Refectory, Manresa House, Roehampton, where the novices preached their sermons in May

John Luck wrote to his mother in May 1890:


Another tribute of our love for Our Bl Lady is the course of May Sermons on the titles of her Litany. Mine this year is “Stella Matutina”, and I hope to preach on Sat the 14th inst. I shall have the most critical, & seemingly most unsympathetic audience in the world. I shall see the square tops of more birrettas than the faces they cover. “All their attention” as Lacordaire said “seems to be bestowed on their plates & their contents” So please pray for me, not that I may not break down or anything of that sort, that wouldn’t matter much, but that my few words may bear some fruit. (ABSI/3/1/17(1))


Fr D’Arcy also had something to say about these sermons:


Novices had to preach… in the refectory, always a nerve-shattering experience, with the old Fathers comparing the present with the past, Professors quick to criticise, the Juniors quick to laugh, & the novices to be faced afterwards, and the grim figure of Fr Considine watchful & probably censorious. (ABSI/SJ/21/1) [p18]


Since St Stanislaus Kostka is the patron saint of the novices, it is not surprising to learn that the 13 November was a special day for the novices. In 1888 John Luck and his fellow novices enjoyed a talk about St Stanislaus Kostka followed by a concert:


Tuesday was a great feast for us, being that of St Stanislaus, Model of Novices, we went for a walk in the morning, At two o’clock a panegyric was preached very eloquently by one of the Novices, and in the evening there was a Séance (a concert) which I enjoyed greatly. (ABSI/SJ/3/1/3(2))

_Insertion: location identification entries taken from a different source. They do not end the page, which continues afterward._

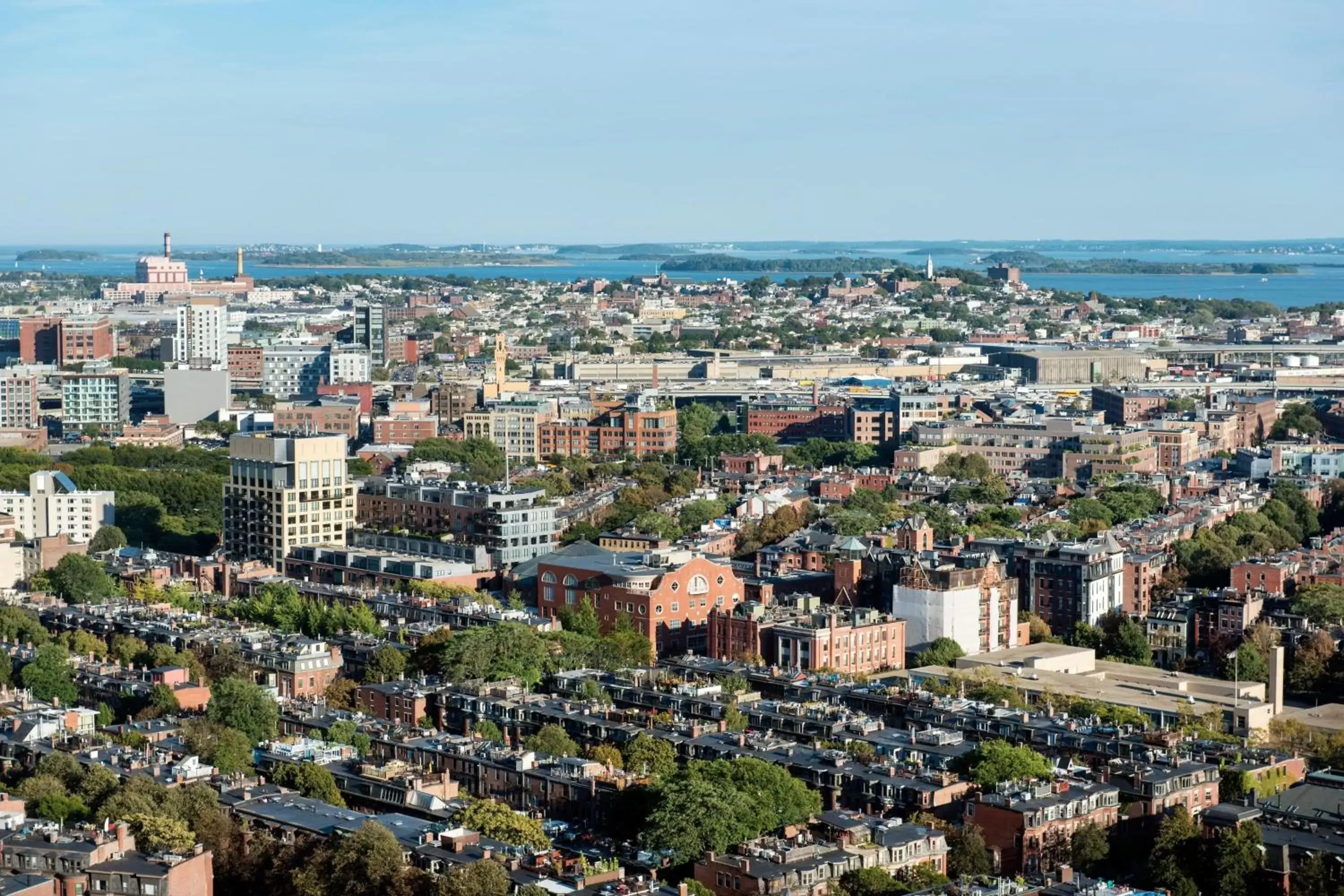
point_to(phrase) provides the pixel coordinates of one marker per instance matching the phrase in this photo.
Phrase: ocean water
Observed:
(1310, 287)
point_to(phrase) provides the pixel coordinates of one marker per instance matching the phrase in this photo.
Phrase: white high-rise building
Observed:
(285, 492)
(203, 330)
(350, 365)
(53, 505)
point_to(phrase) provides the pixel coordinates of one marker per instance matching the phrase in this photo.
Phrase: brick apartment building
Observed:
(65, 340)
(667, 594)
(615, 431)
(404, 429)
(302, 667)
(245, 363)
(362, 392)
(401, 703)
(793, 420)
(334, 417)
(800, 633)
(1030, 825)
(1123, 406)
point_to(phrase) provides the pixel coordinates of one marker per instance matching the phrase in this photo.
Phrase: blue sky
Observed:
(643, 120)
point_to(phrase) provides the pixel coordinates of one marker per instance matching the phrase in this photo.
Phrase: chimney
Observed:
(1276, 677)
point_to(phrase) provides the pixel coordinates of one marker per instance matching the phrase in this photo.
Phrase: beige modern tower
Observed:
(285, 492)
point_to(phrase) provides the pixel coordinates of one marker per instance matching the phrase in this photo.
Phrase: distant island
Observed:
(56, 256)
(662, 250)
(390, 256)
(736, 264)
(1033, 263)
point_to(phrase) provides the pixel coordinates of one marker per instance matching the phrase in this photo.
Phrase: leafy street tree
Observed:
(1175, 855)
(311, 781)
(867, 882)
(162, 835)
(943, 652)
(49, 676)
(1248, 665)
(500, 823)
(650, 757)
(61, 809)
(487, 730)
(608, 755)
(105, 539)
(1089, 848)
(1237, 860)
(388, 664)
(713, 805)
(340, 694)
(80, 579)
(996, 761)
(968, 855)
(551, 741)
(244, 707)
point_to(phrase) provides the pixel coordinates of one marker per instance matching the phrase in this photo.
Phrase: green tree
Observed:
(107, 538)
(943, 652)
(244, 707)
(1125, 641)
(366, 863)
(498, 821)
(342, 731)
(1236, 863)
(388, 664)
(607, 754)
(49, 676)
(650, 757)
(1088, 848)
(163, 700)
(487, 730)
(61, 809)
(998, 761)
(340, 694)
(551, 741)
(80, 579)
(1175, 853)
(580, 618)
(711, 805)
(311, 781)
(479, 879)
(162, 835)
(968, 855)
(867, 882)
(96, 785)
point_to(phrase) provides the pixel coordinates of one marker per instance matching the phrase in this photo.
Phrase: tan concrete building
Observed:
(284, 492)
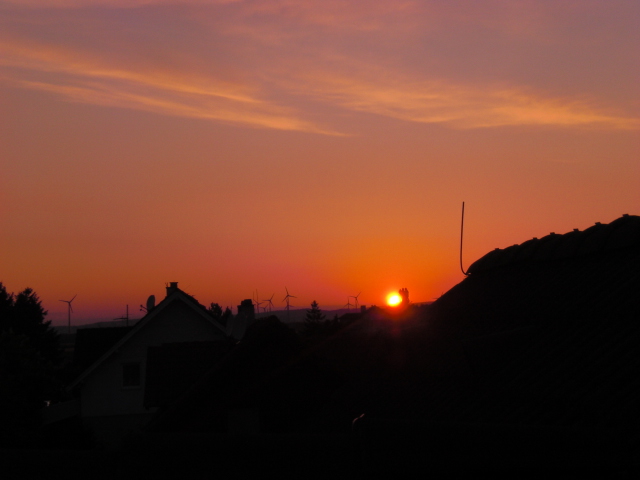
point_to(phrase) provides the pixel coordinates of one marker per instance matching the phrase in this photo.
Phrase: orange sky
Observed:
(322, 145)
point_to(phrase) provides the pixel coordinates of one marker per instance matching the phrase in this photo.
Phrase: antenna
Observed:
(461, 235)
(69, 310)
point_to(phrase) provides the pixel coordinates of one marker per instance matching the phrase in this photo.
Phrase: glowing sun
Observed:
(393, 299)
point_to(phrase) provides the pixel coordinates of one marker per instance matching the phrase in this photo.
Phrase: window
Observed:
(131, 374)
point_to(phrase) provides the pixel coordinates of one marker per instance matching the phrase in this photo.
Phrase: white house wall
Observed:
(103, 393)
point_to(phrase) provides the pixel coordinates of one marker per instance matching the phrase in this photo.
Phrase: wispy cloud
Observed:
(269, 64)
(457, 105)
(163, 91)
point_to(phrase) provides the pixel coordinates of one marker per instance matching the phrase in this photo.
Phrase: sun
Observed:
(393, 299)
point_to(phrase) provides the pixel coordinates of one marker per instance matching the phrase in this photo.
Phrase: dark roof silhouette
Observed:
(173, 368)
(92, 343)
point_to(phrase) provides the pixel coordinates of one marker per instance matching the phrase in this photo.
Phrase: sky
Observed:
(323, 146)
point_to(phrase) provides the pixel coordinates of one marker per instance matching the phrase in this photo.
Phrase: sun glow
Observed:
(393, 299)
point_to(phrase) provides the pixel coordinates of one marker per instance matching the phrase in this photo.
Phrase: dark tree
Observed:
(29, 349)
(216, 311)
(226, 316)
(29, 320)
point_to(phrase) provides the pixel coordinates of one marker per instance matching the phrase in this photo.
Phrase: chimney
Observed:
(173, 286)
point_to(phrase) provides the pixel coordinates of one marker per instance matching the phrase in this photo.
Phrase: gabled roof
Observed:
(622, 232)
(92, 343)
(175, 295)
(174, 367)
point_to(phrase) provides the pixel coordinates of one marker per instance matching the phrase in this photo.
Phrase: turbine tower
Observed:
(69, 310)
(256, 302)
(355, 297)
(348, 304)
(287, 300)
(269, 302)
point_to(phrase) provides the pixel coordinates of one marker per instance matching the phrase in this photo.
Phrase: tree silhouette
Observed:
(29, 348)
(216, 311)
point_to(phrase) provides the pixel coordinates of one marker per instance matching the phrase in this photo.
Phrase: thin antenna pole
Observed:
(461, 236)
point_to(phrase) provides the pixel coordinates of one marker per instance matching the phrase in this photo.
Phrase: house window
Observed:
(131, 375)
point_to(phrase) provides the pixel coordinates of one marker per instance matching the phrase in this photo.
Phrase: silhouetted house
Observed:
(112, 389)
(262, 386)
(174, 367)
(531, 362)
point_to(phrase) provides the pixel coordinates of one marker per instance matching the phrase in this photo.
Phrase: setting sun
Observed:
(393, 299)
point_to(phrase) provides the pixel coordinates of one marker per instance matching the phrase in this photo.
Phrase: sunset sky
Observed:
(325, 146)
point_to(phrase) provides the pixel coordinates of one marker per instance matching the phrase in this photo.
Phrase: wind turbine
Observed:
(126, 317)
(356, 299)
(69, 310)
(348, 304)
(287, 299)
(256, 302)
(270, 302)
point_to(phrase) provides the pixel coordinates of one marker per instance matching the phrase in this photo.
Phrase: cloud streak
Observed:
(269, 66)
(160, 91)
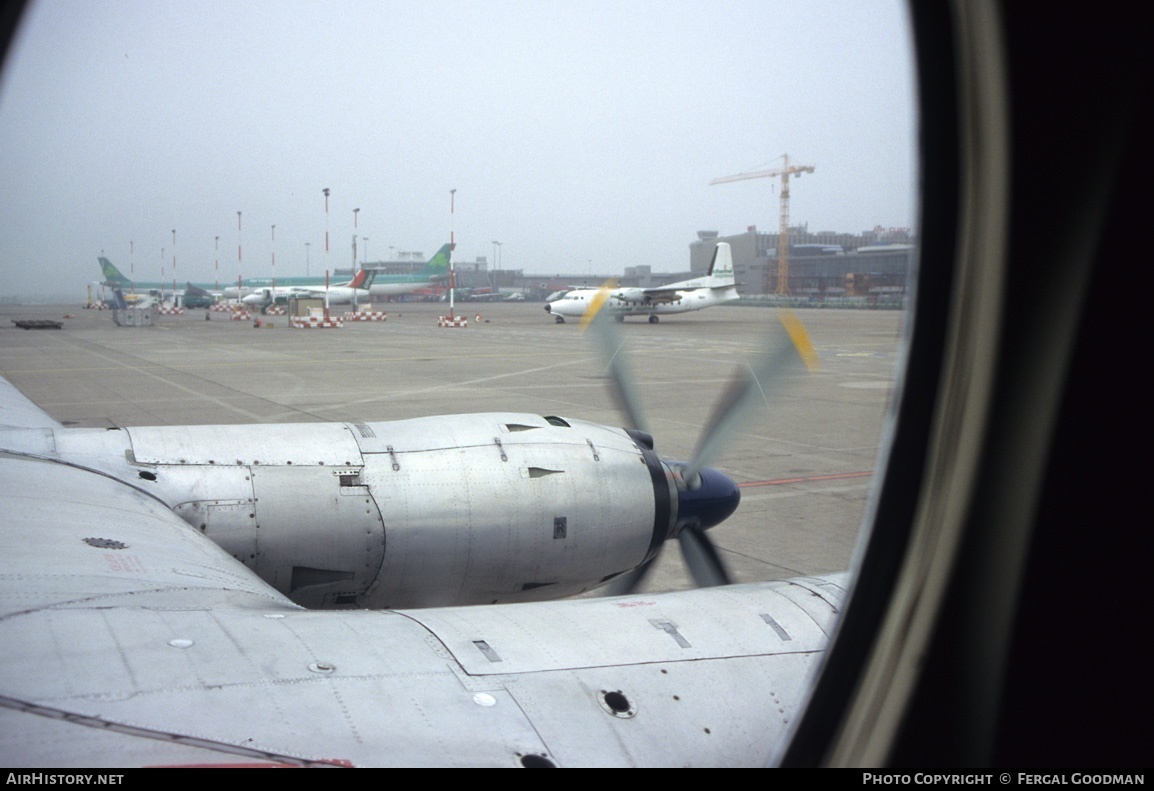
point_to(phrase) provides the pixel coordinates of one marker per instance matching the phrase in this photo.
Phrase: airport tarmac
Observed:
(806, 460)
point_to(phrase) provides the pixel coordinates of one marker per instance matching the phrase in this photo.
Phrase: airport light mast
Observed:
(785, 172)
(452, 246)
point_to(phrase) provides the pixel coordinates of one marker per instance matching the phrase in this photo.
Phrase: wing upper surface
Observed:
(127, 637)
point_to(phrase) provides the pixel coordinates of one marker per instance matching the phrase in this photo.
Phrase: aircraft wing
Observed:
(128, 637)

In 1907 Denis Meadows and his fellow novices celebrated the 13 November with a feast:


On November 13 we kept the feast of St Stanislaus Kostka, our patron saint. It was a joyful day. The sacristan turned out his best vestments and cottas for the community Mass. We went down to our feast-day dinner in high spirits. (Obedient Men p. 120)


For the last 44 years the novitiate has been based at Harborne in Birmingham, in a building, like that at Roehampton, named Manresa House. This is where novices are based for their novitiate today, and where they take their First Vows. Among the most recent acquisitions made by the Jesuit Archives is this order of service for the Mass of First Vows in 2019.